Most people picture bipolar as dramatic mood swings — euphoria one week, sadness the next. But for many people living with it, the hardest part isn't the highs. It's the lows. The depressive episodes that stretch on for weeks, sometimes months, that look and feel so much like regular depression that even doctors miss what's really happening. And that matters — because treating bipolar depression as if it's unipolar depression doesn't just fail to help. It can actually make things worse. If you're in Shelton and you've been cycling through treatments that aren't working, you deserve a closer look.
Bipolar depression isn't always loud. You might just feel flattened — unmotivated, foggy, like you're moving through water. Sleep is usually off. Either you can't get out of bed, or you're waking at 3am and lying there staring at the ceiling. And here's what makes it hard to identify: you might not remember the hypomanic or manic periods clearly, especially if they felt good at the time. So when you finally sit down with a provider, you describe the depression — and that's what gets treated. The bigger picture gets missed.

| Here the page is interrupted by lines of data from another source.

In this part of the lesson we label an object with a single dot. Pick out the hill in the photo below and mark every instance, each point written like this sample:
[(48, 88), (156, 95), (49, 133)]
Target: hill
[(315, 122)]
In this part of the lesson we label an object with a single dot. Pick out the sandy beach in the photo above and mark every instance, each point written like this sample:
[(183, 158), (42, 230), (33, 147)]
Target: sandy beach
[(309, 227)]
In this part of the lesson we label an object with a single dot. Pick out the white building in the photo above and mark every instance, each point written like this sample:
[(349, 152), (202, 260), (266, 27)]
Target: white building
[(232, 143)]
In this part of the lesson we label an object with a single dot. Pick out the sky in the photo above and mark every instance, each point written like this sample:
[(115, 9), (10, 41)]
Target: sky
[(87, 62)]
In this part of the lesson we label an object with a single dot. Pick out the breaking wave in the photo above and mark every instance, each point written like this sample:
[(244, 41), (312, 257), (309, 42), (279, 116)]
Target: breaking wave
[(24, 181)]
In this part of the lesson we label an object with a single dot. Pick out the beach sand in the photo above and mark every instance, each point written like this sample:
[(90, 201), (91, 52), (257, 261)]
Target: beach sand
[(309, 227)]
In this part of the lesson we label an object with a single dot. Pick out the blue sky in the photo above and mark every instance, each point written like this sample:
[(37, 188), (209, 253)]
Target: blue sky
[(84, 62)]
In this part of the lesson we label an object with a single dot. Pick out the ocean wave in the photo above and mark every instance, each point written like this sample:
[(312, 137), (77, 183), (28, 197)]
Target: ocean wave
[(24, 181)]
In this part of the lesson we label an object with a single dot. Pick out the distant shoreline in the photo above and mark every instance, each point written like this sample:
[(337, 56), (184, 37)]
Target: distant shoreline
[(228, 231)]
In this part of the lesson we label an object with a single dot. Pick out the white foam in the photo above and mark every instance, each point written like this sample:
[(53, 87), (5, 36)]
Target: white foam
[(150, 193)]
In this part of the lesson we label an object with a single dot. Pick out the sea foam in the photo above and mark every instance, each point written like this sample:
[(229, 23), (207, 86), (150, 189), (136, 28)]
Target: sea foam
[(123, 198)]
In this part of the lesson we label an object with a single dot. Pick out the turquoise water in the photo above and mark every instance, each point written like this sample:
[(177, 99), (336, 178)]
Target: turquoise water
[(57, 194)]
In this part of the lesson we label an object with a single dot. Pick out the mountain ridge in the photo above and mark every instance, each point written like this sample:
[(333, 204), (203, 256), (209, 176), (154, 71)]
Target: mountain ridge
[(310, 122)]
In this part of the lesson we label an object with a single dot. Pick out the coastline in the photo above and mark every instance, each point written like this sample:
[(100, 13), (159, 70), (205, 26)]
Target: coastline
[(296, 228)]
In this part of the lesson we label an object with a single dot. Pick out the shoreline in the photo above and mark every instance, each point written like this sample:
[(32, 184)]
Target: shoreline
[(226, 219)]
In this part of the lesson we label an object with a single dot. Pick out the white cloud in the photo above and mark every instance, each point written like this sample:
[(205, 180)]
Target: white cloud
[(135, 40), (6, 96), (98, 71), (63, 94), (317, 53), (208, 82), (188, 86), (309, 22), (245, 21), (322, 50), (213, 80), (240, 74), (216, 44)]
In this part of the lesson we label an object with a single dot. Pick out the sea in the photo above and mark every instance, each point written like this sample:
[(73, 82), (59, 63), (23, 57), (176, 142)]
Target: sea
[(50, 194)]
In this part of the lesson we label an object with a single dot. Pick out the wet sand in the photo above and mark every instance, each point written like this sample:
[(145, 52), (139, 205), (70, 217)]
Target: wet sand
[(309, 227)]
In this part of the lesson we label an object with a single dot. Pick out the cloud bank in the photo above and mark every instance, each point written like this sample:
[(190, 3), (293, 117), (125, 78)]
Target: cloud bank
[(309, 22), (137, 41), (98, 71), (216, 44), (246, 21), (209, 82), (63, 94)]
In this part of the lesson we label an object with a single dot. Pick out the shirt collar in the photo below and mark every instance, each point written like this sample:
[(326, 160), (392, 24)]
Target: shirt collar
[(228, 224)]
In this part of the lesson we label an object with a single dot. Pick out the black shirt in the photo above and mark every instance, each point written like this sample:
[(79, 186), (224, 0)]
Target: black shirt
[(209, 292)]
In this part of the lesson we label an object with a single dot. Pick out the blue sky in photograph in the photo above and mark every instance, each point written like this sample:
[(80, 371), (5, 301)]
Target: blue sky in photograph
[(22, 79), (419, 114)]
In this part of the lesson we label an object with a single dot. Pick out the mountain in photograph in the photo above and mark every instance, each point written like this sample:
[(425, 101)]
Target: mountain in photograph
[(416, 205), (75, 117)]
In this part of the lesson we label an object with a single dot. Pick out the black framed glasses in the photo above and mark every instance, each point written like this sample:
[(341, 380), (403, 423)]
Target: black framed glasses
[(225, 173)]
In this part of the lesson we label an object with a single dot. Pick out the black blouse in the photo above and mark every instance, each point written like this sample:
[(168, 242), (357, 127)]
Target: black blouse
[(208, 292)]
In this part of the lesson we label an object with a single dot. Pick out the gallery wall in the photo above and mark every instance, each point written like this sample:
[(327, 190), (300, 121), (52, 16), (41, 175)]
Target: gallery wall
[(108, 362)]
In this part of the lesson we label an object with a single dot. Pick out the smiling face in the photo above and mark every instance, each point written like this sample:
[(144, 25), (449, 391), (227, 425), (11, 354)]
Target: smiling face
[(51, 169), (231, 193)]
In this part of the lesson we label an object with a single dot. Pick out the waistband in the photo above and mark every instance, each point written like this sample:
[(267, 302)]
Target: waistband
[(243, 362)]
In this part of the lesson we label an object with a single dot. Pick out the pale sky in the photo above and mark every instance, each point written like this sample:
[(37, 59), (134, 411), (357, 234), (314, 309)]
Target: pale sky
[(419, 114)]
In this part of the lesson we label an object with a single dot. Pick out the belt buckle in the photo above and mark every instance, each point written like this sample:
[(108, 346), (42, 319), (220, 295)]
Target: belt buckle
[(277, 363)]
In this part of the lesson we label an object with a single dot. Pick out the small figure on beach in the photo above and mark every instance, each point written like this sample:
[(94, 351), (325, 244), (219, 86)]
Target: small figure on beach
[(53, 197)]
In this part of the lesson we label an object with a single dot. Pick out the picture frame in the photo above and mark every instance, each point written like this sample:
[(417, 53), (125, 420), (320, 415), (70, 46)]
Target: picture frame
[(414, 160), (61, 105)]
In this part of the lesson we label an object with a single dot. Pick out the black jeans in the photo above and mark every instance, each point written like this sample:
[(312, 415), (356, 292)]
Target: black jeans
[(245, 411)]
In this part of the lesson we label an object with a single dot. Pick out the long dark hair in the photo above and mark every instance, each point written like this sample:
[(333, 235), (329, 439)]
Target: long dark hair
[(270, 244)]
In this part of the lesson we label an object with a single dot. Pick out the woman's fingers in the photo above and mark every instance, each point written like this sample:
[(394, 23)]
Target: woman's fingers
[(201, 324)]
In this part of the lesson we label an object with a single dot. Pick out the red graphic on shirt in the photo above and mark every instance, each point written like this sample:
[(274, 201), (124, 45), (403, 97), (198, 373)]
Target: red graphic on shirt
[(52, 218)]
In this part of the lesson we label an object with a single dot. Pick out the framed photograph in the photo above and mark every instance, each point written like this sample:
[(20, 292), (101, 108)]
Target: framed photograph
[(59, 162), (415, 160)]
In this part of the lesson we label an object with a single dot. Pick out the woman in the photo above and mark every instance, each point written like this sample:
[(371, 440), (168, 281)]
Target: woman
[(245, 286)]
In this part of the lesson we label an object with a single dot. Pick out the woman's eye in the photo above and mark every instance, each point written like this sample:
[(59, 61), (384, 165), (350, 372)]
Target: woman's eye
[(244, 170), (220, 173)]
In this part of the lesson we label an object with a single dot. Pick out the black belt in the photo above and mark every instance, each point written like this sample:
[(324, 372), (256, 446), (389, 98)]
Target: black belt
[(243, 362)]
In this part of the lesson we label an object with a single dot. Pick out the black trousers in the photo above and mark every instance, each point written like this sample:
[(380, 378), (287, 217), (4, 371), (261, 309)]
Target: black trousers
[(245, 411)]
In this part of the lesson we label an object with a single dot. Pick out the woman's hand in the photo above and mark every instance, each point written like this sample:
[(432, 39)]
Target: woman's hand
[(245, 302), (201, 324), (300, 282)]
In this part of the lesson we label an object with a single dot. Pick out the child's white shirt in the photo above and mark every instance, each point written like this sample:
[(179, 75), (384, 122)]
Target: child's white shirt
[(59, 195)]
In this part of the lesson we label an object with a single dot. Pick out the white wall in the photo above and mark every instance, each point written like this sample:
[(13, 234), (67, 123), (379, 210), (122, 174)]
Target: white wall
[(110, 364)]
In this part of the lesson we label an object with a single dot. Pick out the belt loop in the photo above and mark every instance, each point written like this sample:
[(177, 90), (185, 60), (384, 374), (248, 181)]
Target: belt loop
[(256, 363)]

Antidepressants alone — without a mood stabilizer — can sometimes trigger a switch into mania or rapid cycling in people with bipolar disorder. That's not a small distinction. If you've tried multiple antidepressants and nothing has stuck, or if you've had periods of feeling inexplicably better or almost too good between the lows, that history matters. It's worth asking the question: is this depression, or is this the depressive phase of something else? At Elite Health LLC, Sindhia Shyras, APRN takes a thorough look at your full mood history — not just what's happening right now — before landing on a diagnosis or a plan.
Getting the right diagnosis opens the door to the right treatment. For many people, that means mood stabilizers — medications like lithium or lamotrigine — or certain atypical antipsychotics that have real evidence behind them for bipolar depression specifically. It can also mean supportive therapy alongside medication, because understanding your own cycle — what triggers a shift, what early warning signs look like for you — is genuinely useful. Telehealth appointments mean you don't have to drive far from Shelton to get good psychiatric care. You can do this from home, consistently, which is itself part of staying stable.
If you're in Shelton and you've been wondering whether there's more to the picture, Sindhia Shyras, APRN is here to listen carefully and work through it with you.